Major Indonesian coal miner Adaro Energy, which in recent years has entered the domestic power plant business, is now looking to build power plants in neighboring countries in Southeast Asia.
Garibaldi Thohir, the company's president director and CEO, said that following a successful deal late last year with Electricity Generating Authority of Thailand in which Adaro will supply coal for more than 20 years, he realized the company's ability to commit to a long-term supply agreement for coal-fired power plants could give it an advantage in the sector.
"We are looking [into] projects in the Philippines, Myanmar and other places outside Indonesia -- especially in Southeast Asia," Thohir told the Nikkei Asian Review. "[I've seen] more and more similar opportunities."
Over the past few years, Adaro has been expanding into the power plant business. It has a portfolio of 2,260 megawatts in three coal-fired power-plant projects in Indonesia.
Adaro has been exporting 80% of its coal output, but it is now looking to invest in coal-fired power plants overseas.
Building power plants not only helps secure long-term contracts for coal supply, it also serves as one of Adaro's efforts to diversify its business.
Adaro has begun to move into a "second phase of development" of its power business.

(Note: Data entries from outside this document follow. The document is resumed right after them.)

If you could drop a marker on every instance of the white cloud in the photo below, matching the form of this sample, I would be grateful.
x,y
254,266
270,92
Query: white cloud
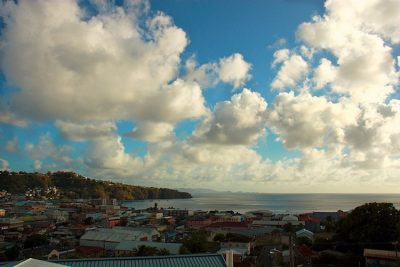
x,y
234,70
12,145
4,165
152,132
106,67
107,156
365,66
290,73
306,121
47,149
37,165
280,56
85,131
324,73
238,121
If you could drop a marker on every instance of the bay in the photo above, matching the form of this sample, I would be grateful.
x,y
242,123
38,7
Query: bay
x,y
277,203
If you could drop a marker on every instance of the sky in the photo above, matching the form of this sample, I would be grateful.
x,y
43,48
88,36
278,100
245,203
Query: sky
x,y
255,96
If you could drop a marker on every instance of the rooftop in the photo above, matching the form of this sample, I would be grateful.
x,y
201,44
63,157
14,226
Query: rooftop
x,y
193,260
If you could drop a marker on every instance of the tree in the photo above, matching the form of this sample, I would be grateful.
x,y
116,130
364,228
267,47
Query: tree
x,y
36,240
302,240
288,228
371,222
183,250
89,221
163,252
147,251
197,243
12,253
219,237
329,223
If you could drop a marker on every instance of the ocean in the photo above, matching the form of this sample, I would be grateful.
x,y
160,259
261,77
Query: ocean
x,y
277,203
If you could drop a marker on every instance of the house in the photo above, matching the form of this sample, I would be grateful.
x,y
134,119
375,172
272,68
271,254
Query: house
x,y
193,260
10,223
221,226
242,247
376,257
311,223
178,212
130,246
151,233
305,233
109,238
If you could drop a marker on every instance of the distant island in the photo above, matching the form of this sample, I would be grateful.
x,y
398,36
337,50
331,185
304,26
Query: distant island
x,y
70,185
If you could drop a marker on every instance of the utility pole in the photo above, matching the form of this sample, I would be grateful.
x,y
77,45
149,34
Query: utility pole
x,y
291,254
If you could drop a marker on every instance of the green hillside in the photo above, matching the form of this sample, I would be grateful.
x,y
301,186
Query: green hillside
x,y
71,185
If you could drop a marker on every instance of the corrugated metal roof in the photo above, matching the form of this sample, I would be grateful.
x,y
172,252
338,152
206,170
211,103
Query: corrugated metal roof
x,y
193,260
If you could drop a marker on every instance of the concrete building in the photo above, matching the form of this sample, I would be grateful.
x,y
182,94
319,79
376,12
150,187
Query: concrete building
x,y
109,238
129,246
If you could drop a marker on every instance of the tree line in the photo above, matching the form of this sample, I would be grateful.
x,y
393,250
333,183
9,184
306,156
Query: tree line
x,y
72,186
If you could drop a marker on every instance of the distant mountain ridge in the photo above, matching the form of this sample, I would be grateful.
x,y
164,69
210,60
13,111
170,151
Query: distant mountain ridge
x,y
71,185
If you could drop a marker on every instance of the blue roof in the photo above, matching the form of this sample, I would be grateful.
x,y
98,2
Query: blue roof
x,y
192,260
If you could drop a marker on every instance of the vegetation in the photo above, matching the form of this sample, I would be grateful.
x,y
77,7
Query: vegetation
x,y
36,240
370,223
197,243
71,186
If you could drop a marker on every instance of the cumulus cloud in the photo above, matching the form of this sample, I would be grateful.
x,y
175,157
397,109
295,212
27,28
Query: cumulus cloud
x,y
152,132
238,121
47,149
306,121
107,155
103,67
85,131
234,70
12,145
8,117
293,68
37,165
4,165
324,73
365,66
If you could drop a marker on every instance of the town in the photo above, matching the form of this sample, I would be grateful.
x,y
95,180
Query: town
x,y
34,227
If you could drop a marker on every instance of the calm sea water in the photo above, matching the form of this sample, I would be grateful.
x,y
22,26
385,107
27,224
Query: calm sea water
x,y
277,203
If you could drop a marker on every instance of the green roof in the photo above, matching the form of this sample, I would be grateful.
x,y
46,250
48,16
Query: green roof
x,y
192,260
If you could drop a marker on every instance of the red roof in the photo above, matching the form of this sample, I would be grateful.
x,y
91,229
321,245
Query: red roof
x,y
89,250
308,218
227,225
305,251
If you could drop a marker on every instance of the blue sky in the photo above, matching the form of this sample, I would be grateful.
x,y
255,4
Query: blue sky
x,y
268,96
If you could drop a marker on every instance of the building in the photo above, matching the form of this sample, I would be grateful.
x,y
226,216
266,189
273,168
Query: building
x,y
193,260
226,226
305,233
130,246
177,212
10,223
381,258
109,238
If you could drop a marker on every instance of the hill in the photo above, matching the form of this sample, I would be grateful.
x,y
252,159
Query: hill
x,y
71,185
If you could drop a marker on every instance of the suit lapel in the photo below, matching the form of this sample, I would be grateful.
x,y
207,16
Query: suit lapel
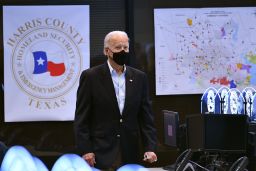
x,y
129,81
108,84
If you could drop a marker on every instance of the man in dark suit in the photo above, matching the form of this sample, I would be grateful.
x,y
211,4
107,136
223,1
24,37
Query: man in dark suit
x,y
113,110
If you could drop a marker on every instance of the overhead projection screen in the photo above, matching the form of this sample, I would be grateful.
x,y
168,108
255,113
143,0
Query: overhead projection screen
x,y
196,48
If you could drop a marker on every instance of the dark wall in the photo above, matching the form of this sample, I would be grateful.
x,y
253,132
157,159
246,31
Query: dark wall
x,y
135,17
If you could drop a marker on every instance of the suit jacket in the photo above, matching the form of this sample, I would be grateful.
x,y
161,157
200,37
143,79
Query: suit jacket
x,y
99,126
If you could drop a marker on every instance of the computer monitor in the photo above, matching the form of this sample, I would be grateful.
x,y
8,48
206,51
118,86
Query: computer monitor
x,y
217,132
171,127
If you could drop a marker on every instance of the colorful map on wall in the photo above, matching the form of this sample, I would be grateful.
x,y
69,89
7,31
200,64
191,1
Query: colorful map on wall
x,y
196,48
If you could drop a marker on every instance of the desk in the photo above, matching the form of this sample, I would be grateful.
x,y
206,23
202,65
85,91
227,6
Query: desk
x,y
156,169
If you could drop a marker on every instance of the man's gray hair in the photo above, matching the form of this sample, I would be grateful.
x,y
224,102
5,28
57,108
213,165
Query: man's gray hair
x,y
111,34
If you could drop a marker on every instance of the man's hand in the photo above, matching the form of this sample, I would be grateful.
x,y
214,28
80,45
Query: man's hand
x,y
150,157
89,158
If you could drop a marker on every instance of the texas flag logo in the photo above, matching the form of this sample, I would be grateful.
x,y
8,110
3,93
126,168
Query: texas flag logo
x,y
42,65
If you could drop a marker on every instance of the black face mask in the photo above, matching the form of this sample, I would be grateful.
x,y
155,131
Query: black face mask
x,y
121,57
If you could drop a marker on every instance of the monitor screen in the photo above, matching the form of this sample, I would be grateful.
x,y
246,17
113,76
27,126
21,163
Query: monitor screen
x,y
218,132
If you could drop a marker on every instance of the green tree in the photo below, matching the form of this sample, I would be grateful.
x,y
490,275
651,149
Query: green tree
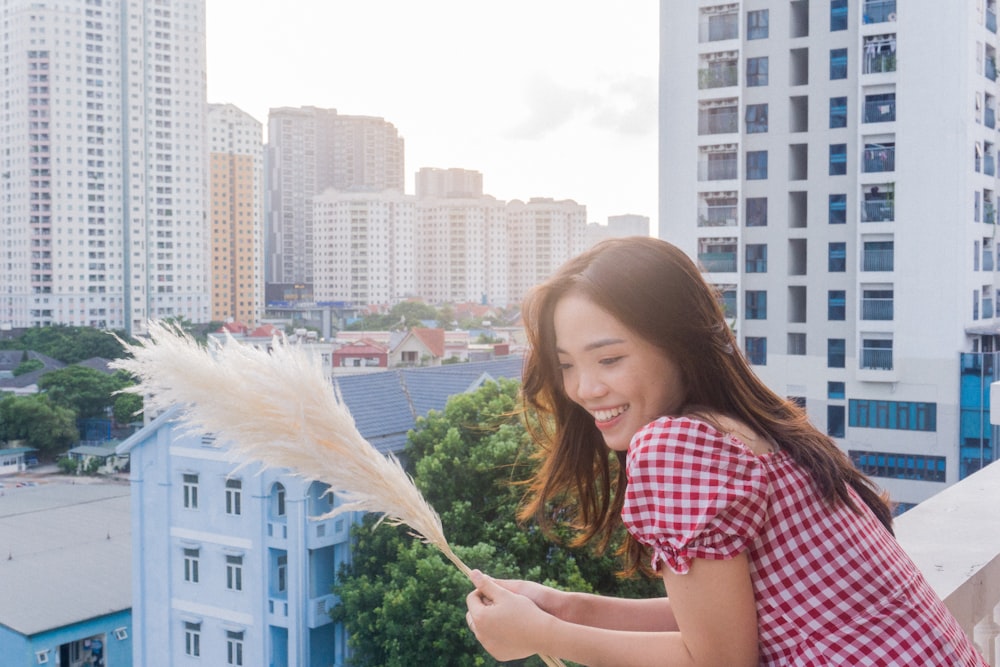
x,y
127,408
28,366
401,601
88,392
69,344
36,420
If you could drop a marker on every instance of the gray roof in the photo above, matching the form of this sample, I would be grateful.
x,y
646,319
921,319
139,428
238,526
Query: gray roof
x,y
65,554
385,405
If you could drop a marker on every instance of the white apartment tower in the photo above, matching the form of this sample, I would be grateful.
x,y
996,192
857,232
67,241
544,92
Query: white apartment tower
x,y
364,246
236,185
461,239
543,233
310,150
860,282
102,163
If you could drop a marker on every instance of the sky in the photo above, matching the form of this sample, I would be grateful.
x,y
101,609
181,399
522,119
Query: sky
x,y
546,98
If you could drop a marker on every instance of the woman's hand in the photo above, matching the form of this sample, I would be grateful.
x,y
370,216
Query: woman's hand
x,y
506,623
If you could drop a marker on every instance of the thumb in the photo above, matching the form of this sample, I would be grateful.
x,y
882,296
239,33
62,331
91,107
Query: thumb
x,y
486,586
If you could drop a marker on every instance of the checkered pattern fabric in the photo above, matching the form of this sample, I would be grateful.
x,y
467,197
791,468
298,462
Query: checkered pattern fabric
x,y
832,587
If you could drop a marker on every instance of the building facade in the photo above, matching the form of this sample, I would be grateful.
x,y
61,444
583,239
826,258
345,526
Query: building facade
x,y
363,246
543,233
860,283
462,239
310,150
236,186
102,163
228,567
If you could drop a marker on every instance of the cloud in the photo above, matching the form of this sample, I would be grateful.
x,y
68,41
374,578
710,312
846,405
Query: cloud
x,y
622,106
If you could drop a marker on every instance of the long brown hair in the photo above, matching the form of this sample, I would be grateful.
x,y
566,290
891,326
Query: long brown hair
x,y
657,291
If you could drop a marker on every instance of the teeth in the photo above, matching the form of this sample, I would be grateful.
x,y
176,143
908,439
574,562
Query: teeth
x,y
607,415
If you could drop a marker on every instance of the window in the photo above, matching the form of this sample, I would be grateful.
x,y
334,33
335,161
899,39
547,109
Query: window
x,y
877,304
756,118
191,491
234,573
876,354
838,159
282,573
756,258
756,305
279,507
836,352
234,497
796,344
756,71
878,256
756,165
234,648
838,15
838,64
835,418
836,305
896,415
838,112
756,350
191,565
192,639
756,211
757,24
837,257
837,205
901,466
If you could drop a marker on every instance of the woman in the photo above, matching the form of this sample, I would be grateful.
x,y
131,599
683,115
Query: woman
x,y
773,548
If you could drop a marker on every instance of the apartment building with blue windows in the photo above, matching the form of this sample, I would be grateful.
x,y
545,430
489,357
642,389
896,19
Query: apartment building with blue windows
x,y
230,565
832,167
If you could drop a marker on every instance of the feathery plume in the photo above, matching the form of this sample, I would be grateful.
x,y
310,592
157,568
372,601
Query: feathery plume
x,y
276,408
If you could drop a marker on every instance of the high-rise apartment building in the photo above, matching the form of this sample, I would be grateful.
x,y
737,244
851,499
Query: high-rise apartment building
x,y
310,150
102,163
461,239
860,282
236,185
543,233
363,246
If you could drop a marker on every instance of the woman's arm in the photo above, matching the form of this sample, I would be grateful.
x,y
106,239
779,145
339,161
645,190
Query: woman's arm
x,y
598,611
713,605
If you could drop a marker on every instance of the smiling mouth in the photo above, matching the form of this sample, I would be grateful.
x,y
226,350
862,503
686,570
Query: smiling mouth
x,y
607,415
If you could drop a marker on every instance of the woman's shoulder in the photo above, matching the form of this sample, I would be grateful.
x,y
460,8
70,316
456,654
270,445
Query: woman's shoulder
x,y
705,428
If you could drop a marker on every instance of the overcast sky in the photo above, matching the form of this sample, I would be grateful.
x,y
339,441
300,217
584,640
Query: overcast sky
x,y
547,98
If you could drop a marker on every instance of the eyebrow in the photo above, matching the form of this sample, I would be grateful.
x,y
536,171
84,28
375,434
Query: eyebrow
x,y
604,342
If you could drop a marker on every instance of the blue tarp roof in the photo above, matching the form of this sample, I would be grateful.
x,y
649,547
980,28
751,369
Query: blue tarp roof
x,y
386,405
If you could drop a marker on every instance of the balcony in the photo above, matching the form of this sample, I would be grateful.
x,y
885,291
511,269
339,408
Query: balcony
x,y
718,76
954,538
718,262
717,216
878,210
878,158
880,11
880,110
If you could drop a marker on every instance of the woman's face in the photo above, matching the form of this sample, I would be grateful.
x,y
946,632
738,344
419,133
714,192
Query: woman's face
x,y
621,379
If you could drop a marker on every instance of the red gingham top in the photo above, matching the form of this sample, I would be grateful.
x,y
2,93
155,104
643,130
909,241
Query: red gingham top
x,y
832,587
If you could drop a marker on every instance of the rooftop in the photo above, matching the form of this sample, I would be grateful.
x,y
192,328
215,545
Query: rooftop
x,y
65,554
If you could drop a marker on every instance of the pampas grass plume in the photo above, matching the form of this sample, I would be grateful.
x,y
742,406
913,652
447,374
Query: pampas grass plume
x,y
278,409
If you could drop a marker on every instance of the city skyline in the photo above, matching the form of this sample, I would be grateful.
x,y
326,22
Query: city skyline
x,y
557,100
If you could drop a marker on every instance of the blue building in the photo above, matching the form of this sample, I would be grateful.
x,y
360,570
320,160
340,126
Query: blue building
x,y
65,591
229,565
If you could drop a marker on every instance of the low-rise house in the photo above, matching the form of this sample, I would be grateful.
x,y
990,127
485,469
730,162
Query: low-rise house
x,y
232,561
67,597
16,459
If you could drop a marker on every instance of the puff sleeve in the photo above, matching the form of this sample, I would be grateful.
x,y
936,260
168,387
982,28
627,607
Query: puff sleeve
x,y
693,492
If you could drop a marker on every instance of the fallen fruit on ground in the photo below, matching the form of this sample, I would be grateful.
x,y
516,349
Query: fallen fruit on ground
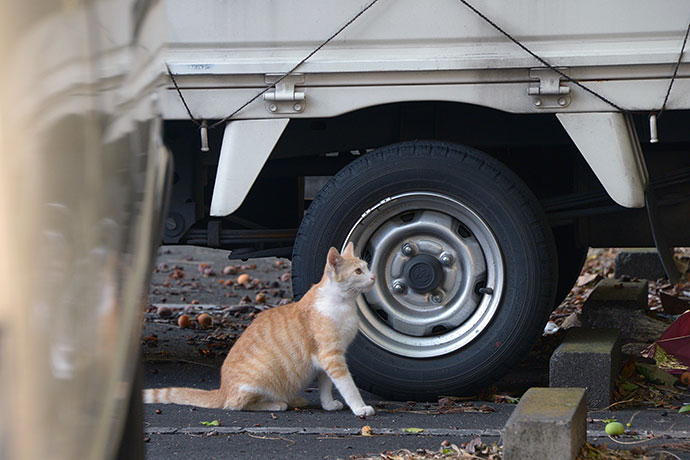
x,y
685,378
184,321
204,320
614,428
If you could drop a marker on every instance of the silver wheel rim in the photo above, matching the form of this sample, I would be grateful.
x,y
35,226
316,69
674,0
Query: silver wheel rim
x,y
439,274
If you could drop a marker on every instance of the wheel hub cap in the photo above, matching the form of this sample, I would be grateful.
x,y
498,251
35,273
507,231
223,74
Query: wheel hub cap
x,y
431,255
423,273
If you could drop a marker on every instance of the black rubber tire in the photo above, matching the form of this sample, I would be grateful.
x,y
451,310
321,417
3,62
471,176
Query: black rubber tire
x,y
515,217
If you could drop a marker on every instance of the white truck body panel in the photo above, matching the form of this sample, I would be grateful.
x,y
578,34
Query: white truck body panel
x,y
609,144
246,147
223,53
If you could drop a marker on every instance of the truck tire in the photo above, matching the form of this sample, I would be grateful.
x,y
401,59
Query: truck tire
x,y
465,262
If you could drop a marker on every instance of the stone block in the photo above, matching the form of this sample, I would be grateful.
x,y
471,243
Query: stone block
x,y
548,423
611,292
622,305
640,263
590,359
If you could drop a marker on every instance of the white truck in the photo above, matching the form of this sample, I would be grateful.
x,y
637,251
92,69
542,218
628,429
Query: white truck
x,y
471,151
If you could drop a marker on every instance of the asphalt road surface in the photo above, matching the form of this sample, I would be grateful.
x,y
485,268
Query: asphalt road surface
x,y
193,356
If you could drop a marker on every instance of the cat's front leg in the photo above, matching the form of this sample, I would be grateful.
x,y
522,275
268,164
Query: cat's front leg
x,y
335,366
326,393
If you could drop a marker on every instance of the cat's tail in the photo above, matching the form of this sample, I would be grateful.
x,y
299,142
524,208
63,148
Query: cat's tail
x,y
187,396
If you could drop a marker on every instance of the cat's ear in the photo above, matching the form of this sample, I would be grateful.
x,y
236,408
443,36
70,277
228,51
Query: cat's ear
x,y
334,259
349,250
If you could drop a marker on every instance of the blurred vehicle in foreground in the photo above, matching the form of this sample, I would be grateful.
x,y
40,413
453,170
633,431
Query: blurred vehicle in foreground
x,y
82,188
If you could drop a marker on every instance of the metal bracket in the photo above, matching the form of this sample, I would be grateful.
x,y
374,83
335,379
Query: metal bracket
x,y
548,91
284,98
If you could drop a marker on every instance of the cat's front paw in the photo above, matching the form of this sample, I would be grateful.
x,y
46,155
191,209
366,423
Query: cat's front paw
x,y
364,410
332,405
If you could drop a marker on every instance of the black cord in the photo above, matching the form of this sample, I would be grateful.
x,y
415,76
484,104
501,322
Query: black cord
x,y
179,93
538,58
306,58
675,72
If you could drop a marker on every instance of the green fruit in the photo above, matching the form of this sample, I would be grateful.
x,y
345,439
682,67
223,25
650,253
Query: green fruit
x,y
614,428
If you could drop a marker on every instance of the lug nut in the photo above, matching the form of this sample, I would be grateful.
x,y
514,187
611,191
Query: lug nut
x,y
436,297
408,249
399,287
446,259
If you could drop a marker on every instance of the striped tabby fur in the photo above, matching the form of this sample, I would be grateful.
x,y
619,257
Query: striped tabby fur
x,y
286,347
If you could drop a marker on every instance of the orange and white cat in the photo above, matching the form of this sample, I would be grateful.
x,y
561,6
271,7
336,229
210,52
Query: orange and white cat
x,y
286,347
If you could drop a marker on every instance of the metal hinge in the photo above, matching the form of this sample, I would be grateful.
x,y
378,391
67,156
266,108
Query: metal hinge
x,y
284,98
548,91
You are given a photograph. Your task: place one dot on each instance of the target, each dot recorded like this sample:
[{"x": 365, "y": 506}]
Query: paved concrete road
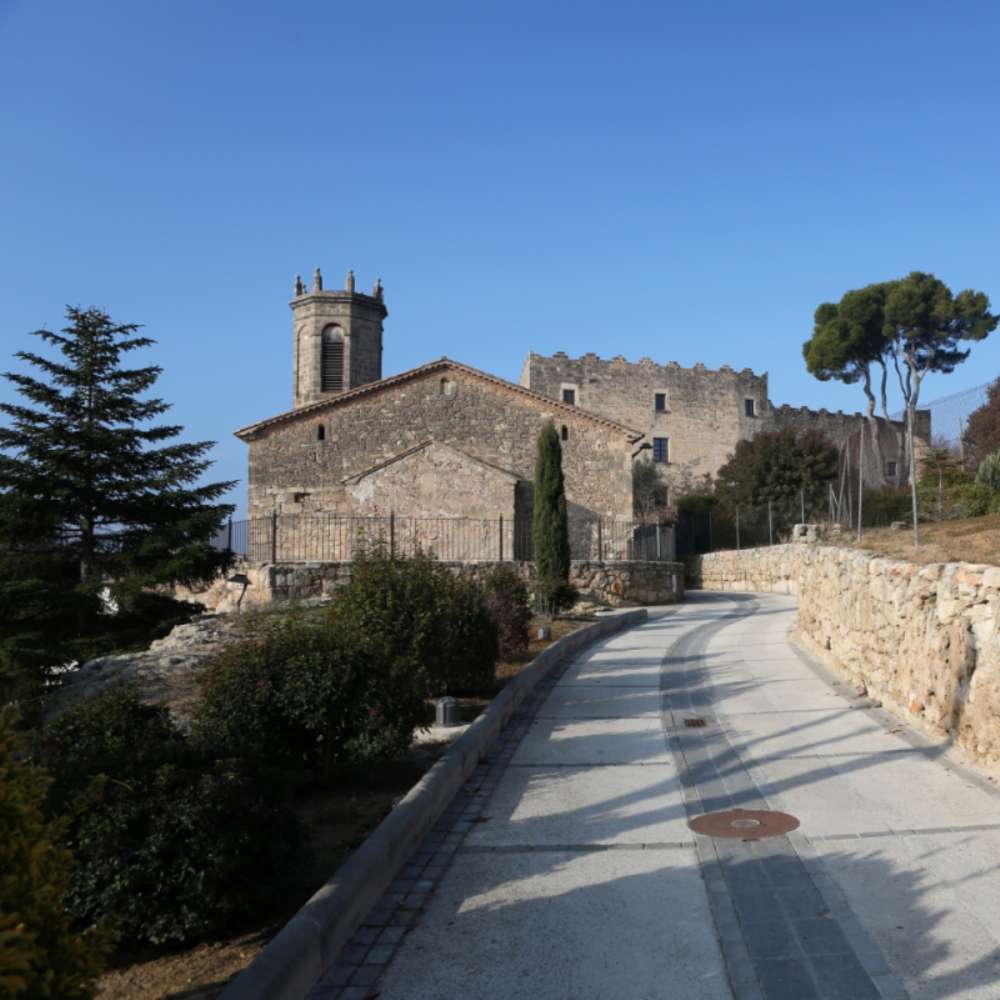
[{"x": 568, "y": 869}]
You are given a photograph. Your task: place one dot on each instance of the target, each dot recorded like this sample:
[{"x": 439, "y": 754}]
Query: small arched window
[{"x": 332, "y": 360}]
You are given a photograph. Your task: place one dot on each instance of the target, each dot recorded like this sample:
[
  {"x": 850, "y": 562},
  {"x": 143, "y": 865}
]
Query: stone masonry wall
[
  {"x": 705, "y": 414},
  {"x": 294, "y": 471},
  {"x": 925, "y": 640},
  {"x": 615, "y": 583}
]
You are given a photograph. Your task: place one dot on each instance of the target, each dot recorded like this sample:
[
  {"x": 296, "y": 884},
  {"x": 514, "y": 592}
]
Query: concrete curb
[{"x": 290, "y": 965}]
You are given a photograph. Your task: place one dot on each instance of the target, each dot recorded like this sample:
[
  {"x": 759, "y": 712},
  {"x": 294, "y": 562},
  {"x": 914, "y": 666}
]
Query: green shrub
[
  {"x": 886, "y": 504},
  {"x": 169, "y": 843},
  {"x": 971, "y": 499},
  {"x": 508, "y": 603},
  {"x": 421, "y": 627},
  {"x": 297, "y": 696},
  {"x": 988, "y": 473},
  {"x": 177, "y": 853},
  {"x": 40, "y": 956},
  {"x": 112, "y": 733}
]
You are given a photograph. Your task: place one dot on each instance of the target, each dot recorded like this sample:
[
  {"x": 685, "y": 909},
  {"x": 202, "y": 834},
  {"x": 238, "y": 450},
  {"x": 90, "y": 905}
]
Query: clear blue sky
[{"x": 683, "y": 181}]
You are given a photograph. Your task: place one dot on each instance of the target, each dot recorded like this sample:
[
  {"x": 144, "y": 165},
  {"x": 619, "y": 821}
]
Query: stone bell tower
[{"x": 336, "y": 339}]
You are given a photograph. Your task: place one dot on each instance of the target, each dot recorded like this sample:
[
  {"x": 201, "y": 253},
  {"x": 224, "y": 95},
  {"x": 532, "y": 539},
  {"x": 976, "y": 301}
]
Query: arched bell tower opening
[
  {"x": 331, "y": 359},
  {"x": 336, "y": 339}
]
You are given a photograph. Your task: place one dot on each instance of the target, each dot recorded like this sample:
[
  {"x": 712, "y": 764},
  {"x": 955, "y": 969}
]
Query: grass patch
[{"x": 974, "y": 539}]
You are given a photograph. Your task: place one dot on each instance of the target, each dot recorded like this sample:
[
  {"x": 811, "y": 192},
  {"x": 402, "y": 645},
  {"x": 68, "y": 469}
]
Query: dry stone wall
[
  {"x": 922, "y": 639},
  {"x": 705, "y": 411}
]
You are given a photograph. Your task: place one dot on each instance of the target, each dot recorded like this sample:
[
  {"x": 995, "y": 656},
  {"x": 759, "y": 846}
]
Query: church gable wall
[
  {"x": 434, "y": 482},
  {"x": 295, "y": 471}
]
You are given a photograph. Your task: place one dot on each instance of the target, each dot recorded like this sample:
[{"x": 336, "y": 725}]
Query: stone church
[{"x": 446, "y": 440}]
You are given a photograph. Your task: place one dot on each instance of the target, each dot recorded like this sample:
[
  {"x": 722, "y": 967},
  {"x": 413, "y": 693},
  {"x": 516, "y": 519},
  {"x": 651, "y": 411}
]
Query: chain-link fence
[{"x": 754, "y": 525}]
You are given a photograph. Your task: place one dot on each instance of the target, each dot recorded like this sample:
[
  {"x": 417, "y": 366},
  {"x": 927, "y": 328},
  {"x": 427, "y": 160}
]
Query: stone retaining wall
[
  {"x": 619, "y": 584},
  {"x": 922, "y": 639}
]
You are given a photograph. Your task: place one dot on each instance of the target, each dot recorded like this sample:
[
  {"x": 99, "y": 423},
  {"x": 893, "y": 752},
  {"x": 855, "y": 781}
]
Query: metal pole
[{"x": 861, "y": 475}]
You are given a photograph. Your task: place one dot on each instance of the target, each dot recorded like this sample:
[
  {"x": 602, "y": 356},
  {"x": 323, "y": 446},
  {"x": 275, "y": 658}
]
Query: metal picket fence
[{"x": 339, "y": 538}]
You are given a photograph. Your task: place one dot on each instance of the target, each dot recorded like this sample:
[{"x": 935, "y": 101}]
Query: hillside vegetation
[{"x": 973, "y": 539}]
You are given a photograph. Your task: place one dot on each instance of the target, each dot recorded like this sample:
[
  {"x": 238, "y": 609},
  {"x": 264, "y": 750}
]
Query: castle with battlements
[{"x": 447, "y": 440}]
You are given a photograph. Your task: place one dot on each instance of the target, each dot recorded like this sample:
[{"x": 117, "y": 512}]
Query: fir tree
[
  {"x": 94, "y": 493},
  {"x": 550, "y": 530}
]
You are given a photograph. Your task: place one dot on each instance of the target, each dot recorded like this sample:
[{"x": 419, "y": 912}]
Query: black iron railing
[{"x": 337, "y": 538}]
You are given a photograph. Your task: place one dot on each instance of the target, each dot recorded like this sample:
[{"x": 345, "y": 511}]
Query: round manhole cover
[{"x": 747, "y": 824}]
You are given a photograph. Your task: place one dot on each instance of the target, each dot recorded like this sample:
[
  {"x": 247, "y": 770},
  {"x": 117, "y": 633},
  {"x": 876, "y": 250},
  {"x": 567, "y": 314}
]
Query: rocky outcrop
[
  {"x": 922, "y": 639},
  {"x": 166, "y": 673}
]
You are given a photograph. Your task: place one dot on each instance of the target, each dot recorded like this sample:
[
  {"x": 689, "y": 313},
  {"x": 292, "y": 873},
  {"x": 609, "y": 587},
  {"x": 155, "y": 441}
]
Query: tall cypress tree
[
  {"x": 93, "y": 490},
  {"x": 550, "y": 530}
]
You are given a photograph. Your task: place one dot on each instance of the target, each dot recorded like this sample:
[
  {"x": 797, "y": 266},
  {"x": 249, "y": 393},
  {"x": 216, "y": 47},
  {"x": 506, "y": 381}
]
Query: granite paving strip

Thohir said the company "is ready" to invest in renewable energy, having developed a small solar power plant for its own use "for learning" and is looking into bidding for five or six renewable energy projects offered by the Indonesian government.
Adaro started its diversification efforts in 2008 with an eye toward becoming an "integrated energy producer." The cyclical nature of the commodity business, he added, makes diversification necessary for mining companies to survive.
"I call it 'self-disruption.' I have to disrupt the business in order for us to survive," Thohir said. "I know one day all this solar power [and] wind power will come whether we like it or not. So I have to be ready for the next move."
Despite its drive to diversify and efforts by some regional governments -- including Indonesia -- to embrace renewable energy, Thohir still believes the future of coal will be promising in emerging Asia because of countries' huge needs to expand their power capacity to fuel growth.
Thohir said total recoverable reserves of coal around the world are estimated at 1.083 billion tons -- enough to last approximately 210 years at 2004 consumption levels -- making coal "the most reliable, most cost-efficient" energy source to support growth.
"Disruptive innovation is crucial for us not only to survive, but to grow even bigger and stronger," Thohir said.